Ключевое слово для любой институции пограничного типа — жертвенность. Симбиотические отношения предполагают обязательные ограничения, а возможность идентификации в этом случае реализуется только при условии соблюдения этих ограничений. Симбиотическая идентичность — это вариант расширенной идентичности, в которой либо субъект является частью другого, либо другой — частью его самого. Подлинная идентификация, как и при психотической структуре, здесь невозможна, но по другим основаниям.

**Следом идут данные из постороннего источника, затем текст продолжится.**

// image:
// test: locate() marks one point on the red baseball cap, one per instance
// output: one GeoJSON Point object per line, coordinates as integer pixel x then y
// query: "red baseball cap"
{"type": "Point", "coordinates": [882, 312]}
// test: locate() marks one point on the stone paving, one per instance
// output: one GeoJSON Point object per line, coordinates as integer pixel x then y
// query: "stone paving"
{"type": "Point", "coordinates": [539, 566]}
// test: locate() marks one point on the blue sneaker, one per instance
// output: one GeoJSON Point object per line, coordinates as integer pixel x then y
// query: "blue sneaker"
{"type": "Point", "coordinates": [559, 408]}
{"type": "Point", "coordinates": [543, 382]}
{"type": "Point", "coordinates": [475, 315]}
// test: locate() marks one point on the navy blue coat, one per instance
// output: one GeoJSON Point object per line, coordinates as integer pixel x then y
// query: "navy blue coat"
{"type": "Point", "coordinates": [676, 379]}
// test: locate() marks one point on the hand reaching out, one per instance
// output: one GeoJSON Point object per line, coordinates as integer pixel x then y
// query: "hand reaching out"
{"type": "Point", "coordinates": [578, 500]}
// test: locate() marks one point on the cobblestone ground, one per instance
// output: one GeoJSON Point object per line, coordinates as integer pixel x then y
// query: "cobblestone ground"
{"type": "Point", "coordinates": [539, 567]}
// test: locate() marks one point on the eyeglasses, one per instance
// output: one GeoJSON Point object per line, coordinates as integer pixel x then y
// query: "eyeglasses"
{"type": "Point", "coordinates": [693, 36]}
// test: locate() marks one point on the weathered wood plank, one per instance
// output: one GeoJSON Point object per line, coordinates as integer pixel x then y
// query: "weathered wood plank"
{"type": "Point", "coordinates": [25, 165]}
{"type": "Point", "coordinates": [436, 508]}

Симбиотические отношения, соответствующие пограничной структуре, возможны не только с одушевленными объектами, но и с неодушевленными (опорными объектами, привычными условиями обитания, элементами среды), а также и с различными институциями. Пример этого — организации, устроенные по семейному принципу, в которых культивируется преданность, неотделенность, жертвенность. «Мы все как одна семья», «Родина-мать», «мы здесь работаем не из-за денег», «общие интересы превыше всего», «наша компания — единая семья».

Метафора зонда в данном случае реализуется на феноменологическом уровне в виде общей границы, ощущения принадлежности к другому или обладания другим, а на поведенческом — в виде жертвенности или манипуляции.

Формирование, актуализацию и воспроизведение симбиотических отношений можно также соотнести с некоторыми вариантами детско-родительских отношений. В отношениях пограничного типа эксплуатируется тема любви — всеобъемлющей, недоступной, неустойчивой.

Первый вариант симбиоза порождается безоглядной любовью матери, составляющей со своим ребенком неразрывную пару. В каком-то смысле это структурный вариант всеприсутствующей психотической матери, но всеприсутствие распространяется преимущественно на эмоциональную сферу. Недостатками такого рода отношений являются весьма своеобразные личностные особенно­сти: неустойчивая и хрупкая самооценка, требование постоянной опеки, нечеткое выделение собственных потребностей и интересов, инфантильность. Второй вариант — это недоступная, эмоционально отчужденная мать, любви которой невозможно добиться или заслужить и значение которой начинает переоцениваться. Нехватка же любви может привести не только к собственному эмоциональному оскудению субъекта, но и к постоянному и ненасыщаемому стремлению к компенсации. При неустойчивом материнском эмоциональном отношении возникает ситуация «эмоциональных качелей» — сменяющегося приближения и удаления, неуверенности в стабильности привязанности и неуверенности в себе при гипертрофированном и постоянном требовании подтверждения симбиотической привязанности.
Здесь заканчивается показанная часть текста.